In one sense, I wanted to figure out if the previous post was a fluke (it isn't), and also what the error would be on predicting inflation 2014 - Y years out.
Here are the inflation extrapolations colored in rainbow colors with red being the most recent and purple being the most distant past (the CPI inflation data is the green jagged line):
And here are the errors (absolute value of the mean difference between the prediction and the measured CPI) as function of years out the prediction is made (2014 - Y):
The graph shows the irreducible measurement errors in gray. Inflation is not a smooth curve and the measurement of CPI contains some fluctuations month to month. If one averages over shorter and shorter periods, even if you have the trend exactly right, you're going to get larger and larger errors. I estimated this effect by finding the distribution of errors around a linear fit to 1994 to 2007 inflation data (a fairly straight line) to estimate the error distribution. Using the estimated distribution, I ran Monte Carlo simulations of the absolute value of the mean error averaged over different time periods to produce the gray band of points.
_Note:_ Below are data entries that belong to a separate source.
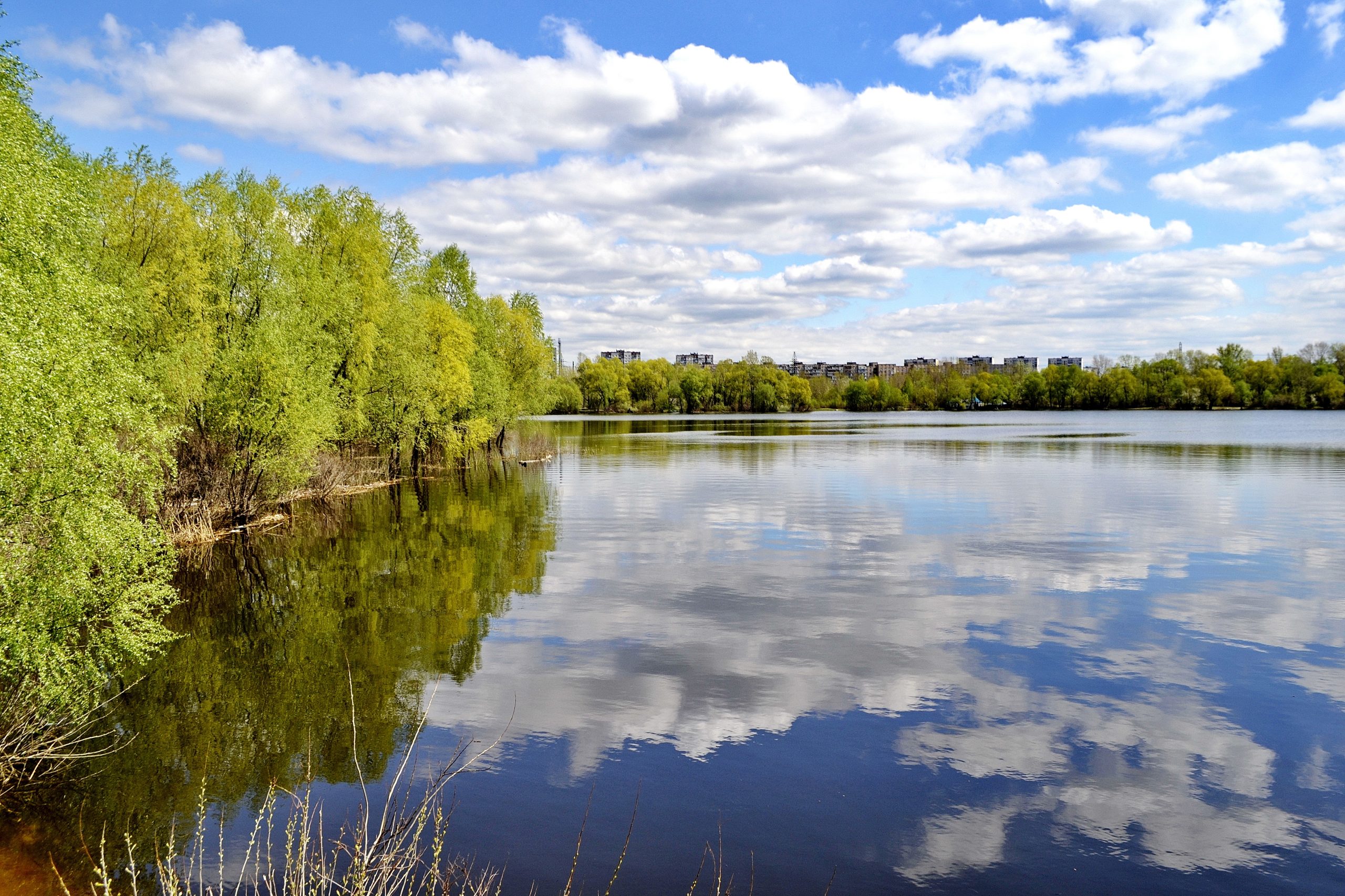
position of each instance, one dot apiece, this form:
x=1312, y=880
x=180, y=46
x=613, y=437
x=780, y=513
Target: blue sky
x=857, y=181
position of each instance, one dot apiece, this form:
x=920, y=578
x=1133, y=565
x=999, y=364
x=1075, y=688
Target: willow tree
x=84, y=568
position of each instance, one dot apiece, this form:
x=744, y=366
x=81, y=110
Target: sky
x=839, y=182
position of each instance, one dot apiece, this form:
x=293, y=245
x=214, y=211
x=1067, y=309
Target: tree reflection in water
x=397, y=587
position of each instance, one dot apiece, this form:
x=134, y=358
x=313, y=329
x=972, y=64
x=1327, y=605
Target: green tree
x=84, y=568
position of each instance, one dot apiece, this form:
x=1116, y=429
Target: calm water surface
x=951, y=653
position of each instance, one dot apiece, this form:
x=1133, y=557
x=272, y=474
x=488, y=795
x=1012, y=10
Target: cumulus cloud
x=1034, y=236
x=417, y=34
x=1261, y=179
x=1177, y=50
x=676, y=179
x=1160, y=138
x=1322, y=113
x=1028, y=47
x=1327, y=19
x=198, y=152
x=491, y=106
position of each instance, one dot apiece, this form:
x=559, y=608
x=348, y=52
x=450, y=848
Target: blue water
x=907, y=653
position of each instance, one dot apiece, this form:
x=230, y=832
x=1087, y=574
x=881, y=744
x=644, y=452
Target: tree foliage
x=172, y=346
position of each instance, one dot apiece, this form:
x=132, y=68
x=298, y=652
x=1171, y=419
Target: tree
x=84, y=568
x=1234, y=360
x=604, y=384
x=1214, y=388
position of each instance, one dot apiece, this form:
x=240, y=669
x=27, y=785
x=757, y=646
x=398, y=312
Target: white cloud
x=1322, y=113
x=493, y=106
x=1177, y=49
x=205, y=155
x=1261, y=179
x=1033, y=236
x=417, y=34
x=1160, y=138
x=677, y=178
x=1028, y=47
x=1327, y=221
x=1327, y=19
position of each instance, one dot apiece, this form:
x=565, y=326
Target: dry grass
x=39, y=744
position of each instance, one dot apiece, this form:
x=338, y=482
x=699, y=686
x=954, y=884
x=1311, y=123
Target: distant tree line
x=1230, y=377
x=751, y=385
x=171, y=349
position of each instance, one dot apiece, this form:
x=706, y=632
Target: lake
x=1000, y=653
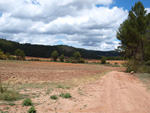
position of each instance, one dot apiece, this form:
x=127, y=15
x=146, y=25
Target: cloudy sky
x=89, y=24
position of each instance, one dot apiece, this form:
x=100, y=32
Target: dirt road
x=117, y=92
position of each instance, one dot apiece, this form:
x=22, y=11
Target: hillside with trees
x=46, y=51
x=134, y=34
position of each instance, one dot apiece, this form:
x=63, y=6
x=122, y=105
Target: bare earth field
x=94, y=88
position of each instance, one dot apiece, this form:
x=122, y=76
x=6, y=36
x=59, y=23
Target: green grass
x=65, y=95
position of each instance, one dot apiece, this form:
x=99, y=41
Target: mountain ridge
x=45, y=51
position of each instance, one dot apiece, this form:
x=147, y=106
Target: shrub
x=54, y=97
x=74, y=61
x=147, y=63
x=103, y=60
x=20, y=55
x=54, y=55
x=65, y=95
x=62, y=58
x=76, y=55
x=27, y=102
x=32, y=110
x=81, y=60
x=10, y=96
x=12, y=104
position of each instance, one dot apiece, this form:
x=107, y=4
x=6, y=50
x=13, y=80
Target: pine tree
x=132, y=33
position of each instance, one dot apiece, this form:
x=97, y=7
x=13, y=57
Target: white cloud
x=148, y=10
x=73, y=22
You can see that this accounts for much of the model prediction error over shorter time periods (red points on the left side of the graph above). Additionally, the 12 basis point error from Y = 2007 (7 years back from 2014) in the previous post is typical for extrapolation from that time period and likely represents only irreducible error.
That is a pretty startling piece of information. It means you likely can't do any better than the information transfer model in predicting inflation in the medium term (5-15 years out).